When we first started working on Xbox One a few years ago, we set out to build upon all of the things that made Xbox 360 great, and also address some of the things our fans found frustrating.

Two areas we sought to improve were how Xbox One updated the system, apps and game content and also how the console consumed power. In both areas, we were able to innovate and make improvements thanks to feedback from fans and partners in the power industry.

With the “Instant-on” power setting we solved an age-old problem of system updates that interrupted gaming and entertainment experiences and frustrated our users. This was easily a top concern shared by Xbox 360 owners.

With this power setting, the Xbox One is always up-to-date delivering updates and downloading content while the console is not actively being used. Only with this setting can you make game or content purchases from SmartGlass or Xbox.com and have the content download automatically to your home console. When factoring the monthly system updates, new features in apps and games and automatic mobile purchase downloads, the Instant-on setting easily saves users countless hours of needlessly waiting.

Instant-on also revolutionized the way you can control your entertainment with voice commands that allow you to power on the console with a simple request: “Xbox on.”

While we believe Instant-on provides the best experience for our fans, we also believe in providing consumer choice which is why we offered the “Energy-saving” mode. This lower power state consumes less energy and can save customers an average of $6 to $15 in energy costs* per year in the U.S. This mode does not provide the added value of background updating.

By providing multiple power states in Xbox One and empowering our fans with choice, we sought to balance energy efficiency and functionality. At the same time, we know many Xbox One fans are vigilant about their household’s energy consumption; after all, environmental leadership often begins at home.

It was that same personal leadership that drove our teams in the product design phase to maximize computational power per watt and drive significant improvements in how power is used in Xbox One. Even though the Xbox One is significantly more powerful with more feature functionality than Xbox 360, at launch it used about the same amount of power. This is possible because of the scalable architecture in Xbox One where it uses only the power it needs at the moment for the task at hand.

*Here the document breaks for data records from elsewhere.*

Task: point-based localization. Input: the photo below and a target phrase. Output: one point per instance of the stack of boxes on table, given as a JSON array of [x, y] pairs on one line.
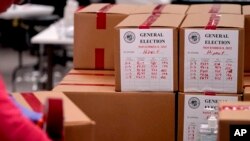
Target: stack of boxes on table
[[137, 67]]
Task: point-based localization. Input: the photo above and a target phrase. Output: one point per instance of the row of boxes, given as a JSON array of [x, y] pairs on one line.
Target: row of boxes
[[152, 52], [139, 115]]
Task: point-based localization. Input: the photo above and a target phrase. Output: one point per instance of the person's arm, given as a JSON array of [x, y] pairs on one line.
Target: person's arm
[[14, 125]]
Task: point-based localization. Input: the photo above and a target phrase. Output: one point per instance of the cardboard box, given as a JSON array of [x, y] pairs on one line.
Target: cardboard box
[[94, 35], [162, 8], [146, 53], [87, 81], [228, 124], [125, 116], [214, 8], [77, 125], [192, 113], [246, 12], [212, 53]]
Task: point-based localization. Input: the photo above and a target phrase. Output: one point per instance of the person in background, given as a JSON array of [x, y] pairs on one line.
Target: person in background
[[14, 125]]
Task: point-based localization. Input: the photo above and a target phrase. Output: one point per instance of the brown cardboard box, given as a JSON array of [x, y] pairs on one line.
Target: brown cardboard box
[[240, 117], [246, 82], [94, 35], [77, 125], [87, 81], [214, 8], [147, 59], [246, 12], [214, 58], [191, 111], [246, 94], [126, 116], [162, 8]]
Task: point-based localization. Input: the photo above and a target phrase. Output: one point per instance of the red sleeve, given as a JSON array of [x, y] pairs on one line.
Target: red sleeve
[[14, 126]]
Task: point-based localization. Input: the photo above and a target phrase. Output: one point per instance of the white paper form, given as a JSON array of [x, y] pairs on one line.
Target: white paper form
[[195, 113], [146, 59], [211, 60]]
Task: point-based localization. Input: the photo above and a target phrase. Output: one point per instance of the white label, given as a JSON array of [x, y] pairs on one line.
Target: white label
[[195, 113], [146, 59], [211, 60]]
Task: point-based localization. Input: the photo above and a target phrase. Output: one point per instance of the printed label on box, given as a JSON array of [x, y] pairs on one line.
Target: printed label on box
[[211, 60], [146, 59], [195, 112]]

But we didn’t stop there: Our commitment to innovation continued. As we demonstrated with Xbox 360, we improved power consumption over time and we are doing the same with Xbox One. Since Xbox One launched, we’ve reduced the power consumed while in Instant-on by a third. At Microsoft, sustainability is core to our business practices—we continue to work to reduce the environmental impact of our products and services, and we are committed to carbon neutrality as a company.

As we continue to evolve the Xbox One experience, we are bringing this power choice front and center. In the coming months, new Xbox One owners around the world will be prompted with this choice in the initial console set-up process. Current Xbox One owners can easily make changes to their power consumption choices now in
Settings under Power & start up.

We hope current and new Xbox fans will take the time to learn about
the differences between Instant-on and Energy-saving settings so that they are empowered to make the choice that best fits their gaming and entertainment lifestyle.

*While individual energy costs vary, on average U.S. customers can expect to spend about $6.50 to $15.50 per year for “Instant-on” and about $0.26 to $0.62 per year for “Energy-saving” mode; EU customers can expect to spend about €7.25 to €27.50 per year for “Instant-on” and about €0.29 to €1.10 per year for “Energy-saving” mode.